Blog: Don’t Rip and Replace in Order to Hyper-Personalise
In an increasingly digital world filled with chatbots, tap-and-go payments and “buy now, pay later” credit lines, hyper-personalisation is the new frontier on top of a new frontier in financial services.
What is Hyper-Personalisation?
Hyper-personalisation enables financial services organisations to leverage the huge volumes of customer data they have in their systems efficiently and effectively to make more specific and more relevant product recommendations, such as an increase of a credit limit at the point of sale, or a list of previous interactions pushed to the chatbot, allowing it to pick up where the last left off. It does so by analysing the data available to it through the power of analytics, artificial intelligence (AI) and machine learning.
It offers immense growth opportunities for all financial services providers if they can cater to small and specific groups. Hyper-personalisation can foster loyalty in an era in which loyalty has declined, and it pushes the next generation of consumers and investors towards those financial services which can be agile in what they offer.
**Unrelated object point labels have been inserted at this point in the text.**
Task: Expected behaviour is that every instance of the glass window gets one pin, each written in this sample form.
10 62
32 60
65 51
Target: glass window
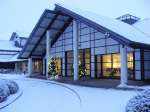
111 65
106 58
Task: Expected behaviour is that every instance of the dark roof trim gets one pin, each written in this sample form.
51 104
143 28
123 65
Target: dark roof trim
10 50
100 28
35 28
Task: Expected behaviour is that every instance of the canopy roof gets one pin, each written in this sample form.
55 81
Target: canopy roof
57 21
143 26
6 45
50 20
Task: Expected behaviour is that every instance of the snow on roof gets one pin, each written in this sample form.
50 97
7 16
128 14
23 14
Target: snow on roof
121 28
143 26
8 45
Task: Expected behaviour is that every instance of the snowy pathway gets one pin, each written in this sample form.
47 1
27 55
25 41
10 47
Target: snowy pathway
49 96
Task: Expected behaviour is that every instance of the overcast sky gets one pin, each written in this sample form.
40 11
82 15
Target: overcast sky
21 15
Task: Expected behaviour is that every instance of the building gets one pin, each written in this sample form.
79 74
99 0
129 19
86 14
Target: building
9 50
107 48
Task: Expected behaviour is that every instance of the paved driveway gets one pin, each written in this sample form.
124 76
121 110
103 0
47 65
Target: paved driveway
49 96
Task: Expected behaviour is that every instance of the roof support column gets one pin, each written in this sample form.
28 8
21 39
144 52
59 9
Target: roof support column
48 49
75 50
44 63
30 66
16 67
124 67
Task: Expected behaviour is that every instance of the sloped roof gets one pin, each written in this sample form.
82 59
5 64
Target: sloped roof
124 30
58 19
10 58
36 44
8 46
143 26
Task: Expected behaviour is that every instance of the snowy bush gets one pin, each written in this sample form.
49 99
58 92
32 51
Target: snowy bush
7 87
3 96
139 103
13 87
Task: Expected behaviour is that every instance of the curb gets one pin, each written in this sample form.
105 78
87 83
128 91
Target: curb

Traditional Firms and Hyper-Personalisation
Traditional firms are often encumbered by processes built up over decades. These processes are ingrained and necessary for them to have operated the way they have successfully and for so long.
To these firms, those same processes hinder the uptake of advances such as Artificial Intelligence (AI), Data Analytics and Machine Learning.
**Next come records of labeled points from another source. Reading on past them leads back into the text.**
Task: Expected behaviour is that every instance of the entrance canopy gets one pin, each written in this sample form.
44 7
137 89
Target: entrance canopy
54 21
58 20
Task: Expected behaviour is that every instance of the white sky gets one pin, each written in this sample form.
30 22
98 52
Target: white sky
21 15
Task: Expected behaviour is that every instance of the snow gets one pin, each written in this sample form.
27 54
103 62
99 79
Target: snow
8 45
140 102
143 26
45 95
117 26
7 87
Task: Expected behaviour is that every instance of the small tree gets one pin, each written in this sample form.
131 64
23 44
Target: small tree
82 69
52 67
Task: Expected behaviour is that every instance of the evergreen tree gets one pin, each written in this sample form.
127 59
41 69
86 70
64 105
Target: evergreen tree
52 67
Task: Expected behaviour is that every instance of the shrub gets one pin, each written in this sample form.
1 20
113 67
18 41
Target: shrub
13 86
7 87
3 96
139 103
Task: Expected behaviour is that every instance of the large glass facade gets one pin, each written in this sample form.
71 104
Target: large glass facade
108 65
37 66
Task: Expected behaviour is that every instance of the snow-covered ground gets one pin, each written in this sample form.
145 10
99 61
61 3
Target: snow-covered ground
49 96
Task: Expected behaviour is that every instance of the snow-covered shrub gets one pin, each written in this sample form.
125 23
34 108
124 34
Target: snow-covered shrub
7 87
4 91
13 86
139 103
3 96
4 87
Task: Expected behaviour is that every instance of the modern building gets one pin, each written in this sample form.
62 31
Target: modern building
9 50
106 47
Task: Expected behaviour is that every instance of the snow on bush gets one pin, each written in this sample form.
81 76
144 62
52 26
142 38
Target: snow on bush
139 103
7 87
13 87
Yet these and other new technologies do not require traditional firms to re-imagine how processes work, nor does implementing have to be as obtrusive and disruptive as a full digital transformation initiative, for example. Rather, technology can be implemented in the background and effectively manage itself, be installed quickly and efficiently in existing systems without disrupting the rest of the business, or some can even run adjacently to everything else the business does.
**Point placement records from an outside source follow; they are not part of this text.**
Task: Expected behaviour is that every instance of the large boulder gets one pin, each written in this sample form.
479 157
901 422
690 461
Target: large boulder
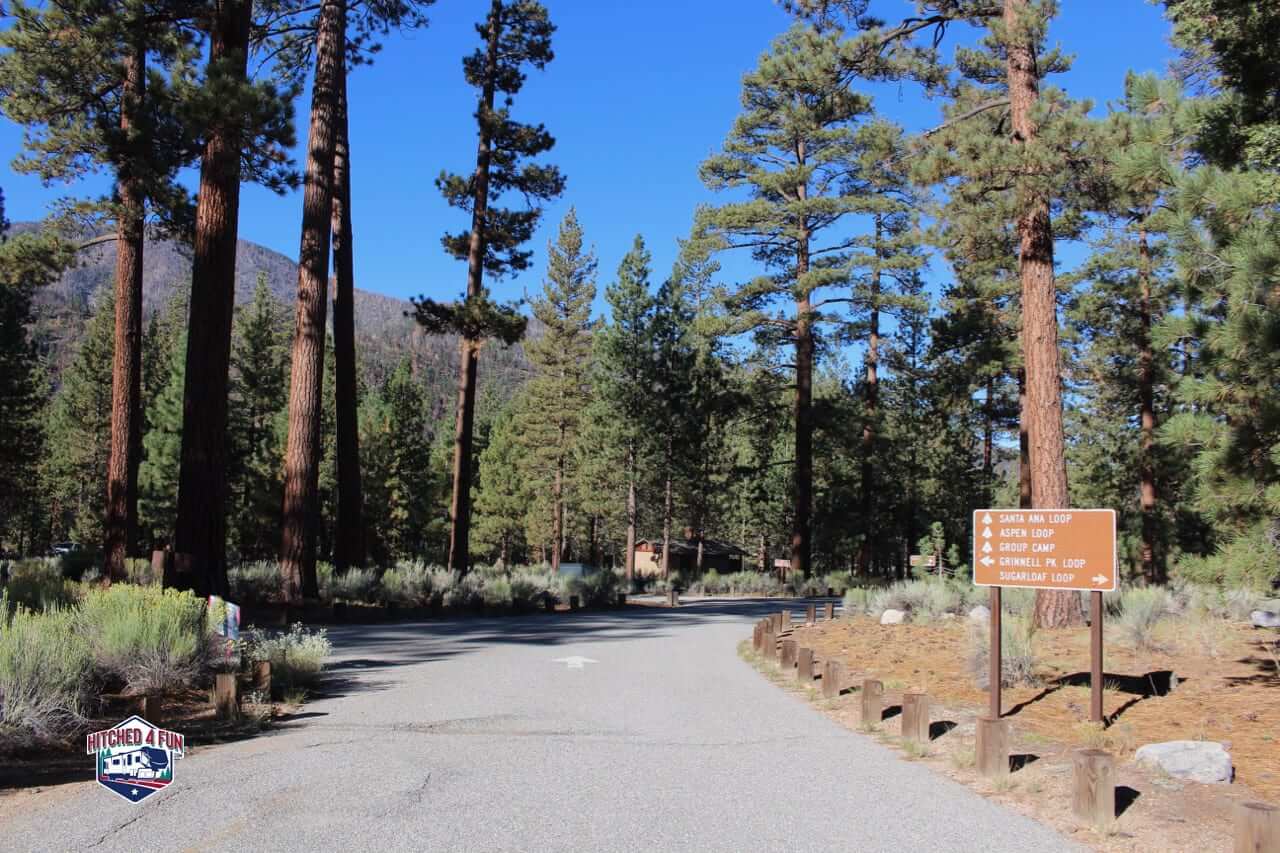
1203 761
1265 619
Traditional firms have decades’ worth of data or more. Analytics tools, AI and Machine Learning work together to make sense of it all, wherever it might be and in whatever language it might be in, and surface actionable insights from all of it. Importantly, these technologies work in the background, without disrupting any mission-critical processes.
How can Traditional Firms Hyper-Personalise?
- Traditional firms can deploy a smart data fabric, which is effectively a layer which sits above all of the firm’s available endpoints and distributed services — whether it be in the cloud, on-premise or both — and ensures those endpoints and their capabilities speak the same language.
- Next, the data needs to be put through proper governance procedures to ensure it is clean, relevant and has the necessary integrity to be used with confidence for the right reasons by the organisation — it needs to be accurate, reliable, complete, appropriate and credible. For this to occur, it goes through something of a digital centrifuge which analyses its health and cleans it before having it ready for primetime.
- Once this is done, the rich streams of data inherent across the company can be mined, analysed and surfaced using the power of AI and Machine Learning.
This may sound like a lot of steps and goes against the grain of what we’ve been discussing in this article. But rest assured, all of these technologies can be implemented with little to no disruption to operations, and they work in the background while delivering key insights for the data almost in real-time. It’s through using these technologies that traditional firms can, at last, unlock those rich and extensive streams of historical data dating back decades, which in turn provides a clear method to fostering loyalty. Research shows that customers want a hyper-personalised experience: according to Accenture, 91 percent of consumers are more likely to shop with brands who recognise them, remember them, and provide them with relevant offers and recommendations.
Traditional firms have a hyper-personalisation advantage thanks to possessing a trove of legacy data and brand recognition. They just need to embrace what is available to help leverage their data and analytics to get them to their intelligent future — and trust that it can and will co-exist with existing processes.
If they allow technology to do the heavy lifting for them alongside their existing processes, traditional firms will be able to leverage decades of data to their advantage and engage in new ways with customers, without having to re-invent the wheel.